Promise à Tamino, Pamina trouve en la soprano Hélène Carpentier une interprète ingénue qui peut manquer de caractère et de piquant par moments. En revanche, elle dévoile un timbre limpide et des aigus puissants, soignant également des graves ronds et épais.
La soprano Marie-Eve Munger incarne quant à elle une Reine de la nuit en déclin (d’où son obsession pour la lumière), revêtue de contradictions : portant fourrure et survêtement, vivant dans une pièce verdâtre mal défraîchie. Surprenante de netteté, sa voix glisse entre les syllabes comme le miel, et façonne des vocalises lestes et serrées. Sans grandiloquence, mais avec efficacité, elle manie avec rigueur les hauteurs de son fameux chant stratosphérique.
Le baryton allemand Michael Borth incarne un Papageno très enjoué et tout à fait à son aise, suggérant une certaine actualité temporelle avec ses baskets violettes et son débardeur à paillettes. Solidement projetée dans les passages tant parlés que chantés (y compris avec une ampoule dans la bouche), sa voix dévoile des graves soyeux et des aigus riants. Avec une diction modèle, chaque syllabe est pesée et soignée, épousant les dynamiques de la mélodie mozartienne. Tout aussi énergique est son jeu scénique, riche en cabrioles et en souplesse corporelle.
La soprano Elisabeth Boudreault est une Papagena survoltée, qui enchaîne culbutes et grand écart. Teintée d’une aspérité un peu populaire, sa voix fait tinter des aigus brillants et énergiques.
En double scénique du Sarastro-marionnette, la basse danoise Nicolai Elsberg est loin d’être effacée, au contraire, sa haute taille et son charisme emplissent l’espace scénique tout autant que ses graves sombres et vibrants, au timbre légèrement enrobé, qui colorent d’une solennité émouvante les cadences.

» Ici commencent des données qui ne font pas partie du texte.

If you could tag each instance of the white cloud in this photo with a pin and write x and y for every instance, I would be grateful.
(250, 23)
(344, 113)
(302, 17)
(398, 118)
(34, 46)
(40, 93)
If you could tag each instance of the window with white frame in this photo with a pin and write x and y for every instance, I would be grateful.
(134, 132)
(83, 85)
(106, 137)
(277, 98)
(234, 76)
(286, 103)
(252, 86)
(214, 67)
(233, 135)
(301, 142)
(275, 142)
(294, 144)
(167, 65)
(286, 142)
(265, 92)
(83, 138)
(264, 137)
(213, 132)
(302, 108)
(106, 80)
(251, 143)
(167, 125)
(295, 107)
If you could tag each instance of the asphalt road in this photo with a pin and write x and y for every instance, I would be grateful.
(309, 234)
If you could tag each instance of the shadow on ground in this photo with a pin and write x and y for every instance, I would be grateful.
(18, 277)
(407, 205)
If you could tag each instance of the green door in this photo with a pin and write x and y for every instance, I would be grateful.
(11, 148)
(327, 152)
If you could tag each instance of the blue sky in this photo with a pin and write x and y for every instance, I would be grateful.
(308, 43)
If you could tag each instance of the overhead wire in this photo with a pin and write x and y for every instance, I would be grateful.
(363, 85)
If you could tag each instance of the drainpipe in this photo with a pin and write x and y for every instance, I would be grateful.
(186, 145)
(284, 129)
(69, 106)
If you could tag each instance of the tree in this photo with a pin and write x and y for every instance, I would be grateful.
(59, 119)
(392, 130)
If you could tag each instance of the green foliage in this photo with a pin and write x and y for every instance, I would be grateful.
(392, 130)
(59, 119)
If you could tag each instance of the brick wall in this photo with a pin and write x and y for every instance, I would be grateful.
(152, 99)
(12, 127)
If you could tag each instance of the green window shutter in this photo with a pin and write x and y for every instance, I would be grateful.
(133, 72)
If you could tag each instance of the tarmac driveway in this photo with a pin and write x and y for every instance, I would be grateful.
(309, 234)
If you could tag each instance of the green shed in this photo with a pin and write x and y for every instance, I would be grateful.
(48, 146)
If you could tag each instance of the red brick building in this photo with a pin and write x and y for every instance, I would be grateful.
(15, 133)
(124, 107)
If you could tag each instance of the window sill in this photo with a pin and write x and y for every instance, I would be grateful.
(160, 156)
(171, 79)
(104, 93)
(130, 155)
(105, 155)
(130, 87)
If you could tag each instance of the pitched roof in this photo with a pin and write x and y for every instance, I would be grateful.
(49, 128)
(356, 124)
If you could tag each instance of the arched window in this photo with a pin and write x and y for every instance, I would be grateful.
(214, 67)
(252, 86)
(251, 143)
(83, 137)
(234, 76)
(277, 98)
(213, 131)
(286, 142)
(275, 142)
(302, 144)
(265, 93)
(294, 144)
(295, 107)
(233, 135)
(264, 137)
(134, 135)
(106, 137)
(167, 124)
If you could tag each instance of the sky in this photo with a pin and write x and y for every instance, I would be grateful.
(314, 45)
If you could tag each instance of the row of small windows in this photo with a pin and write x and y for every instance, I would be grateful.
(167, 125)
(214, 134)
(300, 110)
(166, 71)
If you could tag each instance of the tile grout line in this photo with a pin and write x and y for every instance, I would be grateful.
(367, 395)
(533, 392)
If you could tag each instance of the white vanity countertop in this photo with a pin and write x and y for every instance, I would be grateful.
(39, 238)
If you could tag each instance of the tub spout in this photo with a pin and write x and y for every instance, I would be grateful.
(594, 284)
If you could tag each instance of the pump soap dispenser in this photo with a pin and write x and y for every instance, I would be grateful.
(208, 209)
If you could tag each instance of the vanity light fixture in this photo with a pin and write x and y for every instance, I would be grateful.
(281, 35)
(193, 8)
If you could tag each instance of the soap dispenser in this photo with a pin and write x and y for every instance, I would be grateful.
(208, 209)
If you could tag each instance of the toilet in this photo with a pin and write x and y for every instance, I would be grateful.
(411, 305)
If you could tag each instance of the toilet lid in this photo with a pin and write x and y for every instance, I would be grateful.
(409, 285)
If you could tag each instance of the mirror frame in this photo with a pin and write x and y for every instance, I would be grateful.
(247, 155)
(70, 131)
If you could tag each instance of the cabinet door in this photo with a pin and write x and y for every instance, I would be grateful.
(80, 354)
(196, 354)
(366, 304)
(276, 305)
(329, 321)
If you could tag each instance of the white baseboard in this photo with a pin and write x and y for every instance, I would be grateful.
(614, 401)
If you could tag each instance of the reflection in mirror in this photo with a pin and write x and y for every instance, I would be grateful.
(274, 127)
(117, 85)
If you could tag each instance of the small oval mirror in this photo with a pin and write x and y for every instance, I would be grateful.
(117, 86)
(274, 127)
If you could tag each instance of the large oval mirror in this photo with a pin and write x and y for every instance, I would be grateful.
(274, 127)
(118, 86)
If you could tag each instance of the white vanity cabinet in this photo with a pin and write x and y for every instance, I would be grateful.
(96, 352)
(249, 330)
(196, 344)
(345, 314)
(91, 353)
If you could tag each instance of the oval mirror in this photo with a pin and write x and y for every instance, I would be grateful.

En Monostatos, le ténor Peter Kirk incarne à merveille le rôle du traître libidineux. Sa voix légèrement pincée, et parfois un peu sèche, ne se départ cependant pas d’un accent anglais qui trouble parfois la diction.
En Premier ministre, le ténor Iannis Gaussin colore d’une égale justesse le duo formé avec le baryton Oleg Volkov, en Deuxième ministre. Ce dernier laisse entendre des graves puissants et montre une véritable aisance scénique.

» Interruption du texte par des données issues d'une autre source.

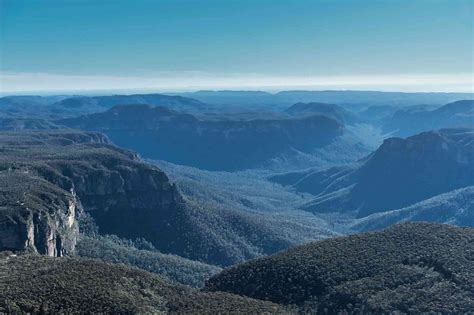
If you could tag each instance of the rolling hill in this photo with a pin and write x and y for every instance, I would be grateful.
(39, 285)
(410, 121)
(58, 175)
(160, 133)
(408, 268)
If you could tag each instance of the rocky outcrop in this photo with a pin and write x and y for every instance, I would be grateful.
(36, 215)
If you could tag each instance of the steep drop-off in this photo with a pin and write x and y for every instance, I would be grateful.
(160, 133)
(408, 268)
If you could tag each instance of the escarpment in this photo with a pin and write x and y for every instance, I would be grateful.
(48, 178)
(36, 215)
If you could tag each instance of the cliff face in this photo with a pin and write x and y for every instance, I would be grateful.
(46, 179)
(160, 133)
(36, 215)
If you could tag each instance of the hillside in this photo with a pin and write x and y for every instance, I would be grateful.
(57, 107)
(352, 99)
(408, 268)
(160, 133)
(331, 110)
(454, 207)
(35, 285)
(399, 173)
(410, 121)
(83, 173)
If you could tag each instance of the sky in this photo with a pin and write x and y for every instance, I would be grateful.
(178, 45)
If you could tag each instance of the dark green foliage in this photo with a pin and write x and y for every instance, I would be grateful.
(161, 133)
(141, 254)
(413, 267)
(38, 284)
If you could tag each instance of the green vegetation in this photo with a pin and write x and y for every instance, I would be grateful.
(142, 254)
(410, 268)
(38, 284)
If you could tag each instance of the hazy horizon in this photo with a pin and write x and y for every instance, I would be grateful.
(416, 46)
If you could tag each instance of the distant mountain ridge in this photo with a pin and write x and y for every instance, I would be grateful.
(56, 107)
(407, 268)
(398, 174)
(161, 133)
(410, 121)
(331, 110)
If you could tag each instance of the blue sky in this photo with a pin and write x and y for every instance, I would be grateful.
(413, 44)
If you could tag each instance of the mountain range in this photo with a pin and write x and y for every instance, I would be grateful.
(161, 133)
(399, 173)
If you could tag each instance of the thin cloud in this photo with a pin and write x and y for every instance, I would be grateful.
(194, 80)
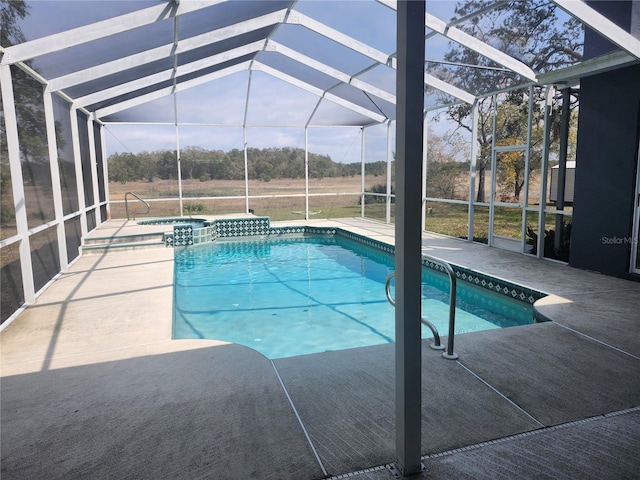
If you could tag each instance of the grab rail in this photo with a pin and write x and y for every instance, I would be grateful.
(449, 354)
(126, 204)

En Orateur, le baryton Manuel Walser offre une diction pourvue de rugosités chaleureuses et enveloppantes. En Première dame, la soprano Julie Goussot dévoile des aigus saillants, tandis que la mezzo-soprano Eugénie Joneau, en Deuxième dame, conserve un timbre chaud. Également artiste de l’Opéra Studio, et Troisième dame, la mezzo-soprano Liying Yang projette une voix au timbre épais, offrant une solide assise au trio de dames : l’ensemble manque d’abord de justesse, puis gagne rapidement en clarté et en dynamisme.

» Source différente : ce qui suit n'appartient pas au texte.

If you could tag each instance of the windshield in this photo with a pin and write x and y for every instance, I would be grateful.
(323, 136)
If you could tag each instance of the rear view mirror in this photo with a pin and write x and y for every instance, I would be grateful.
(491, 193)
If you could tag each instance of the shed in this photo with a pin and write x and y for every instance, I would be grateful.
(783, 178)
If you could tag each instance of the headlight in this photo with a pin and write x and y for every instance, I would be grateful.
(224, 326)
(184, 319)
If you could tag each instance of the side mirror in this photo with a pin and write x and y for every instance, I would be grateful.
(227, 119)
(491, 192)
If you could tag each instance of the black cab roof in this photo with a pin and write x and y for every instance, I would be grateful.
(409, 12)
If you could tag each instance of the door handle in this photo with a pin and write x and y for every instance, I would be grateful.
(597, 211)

Sous la direction de Hendrik Haas, nouveau chef du Chœur de l’Opéra du Rhin depuis novembre 2022, les voix embrassent avec netteté la richesse harmonique de la polyphonie. Tout aussi fluide est le jeu de l’Orchestre Symphonique de Mulhouse, qui, sous la direction rigoureuse d’Andreas Spering, fait retentir des fortissimi francs et des traits gracieux aux cordes.
Absolument enchanté, le public acclame longuement les artistes encore débordants d’énergie.